The Apollo moon landings from 1969 to 1972 became a paradigm for a colossal program that tackled a problem nearly impossible to solve with a near-limitless budget — the proverbial moonshot — while CLPS seeks to harness the enthusiasm and ingenuity of start-up entrepreneurs.
Thomas Zurbuchen, a former top NASA science official who started the CLPS program in 2018, estimated that a robotic lunar lander designed, built and operated in the traditional NASA manner would cost $500 million to $1 billion, or at least five times as much the space agency paid Intuitive Machines.
NASA hopes that capitalism and competition — with companies proposing different approaches — will spur innovation and lead to new capabilities at lower costs.
But even if they succeed, these companies face uncertain business prospects attracting many customers beyond NASA and other space agencies.
“It’s not obvious who those other customers might be,” Ms. Christensen said.
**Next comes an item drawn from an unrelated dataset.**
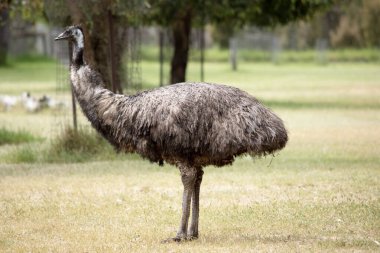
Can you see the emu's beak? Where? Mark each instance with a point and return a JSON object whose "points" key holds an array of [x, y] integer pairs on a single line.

Intuitive Machines has contracts for two more CLPS missions, and other companies are expected to take their shots at the moon, too. Astrobotic Technology, the Pittsburgh-based company, has a second mission in preparation to take a robotic NASA rover to one of the shadowed regions where there might be ice. Firefly Aerospace, near Austin, Texas, has its Blue Ghost lander mostly ready but has not yet announced a launch date. (New York Times).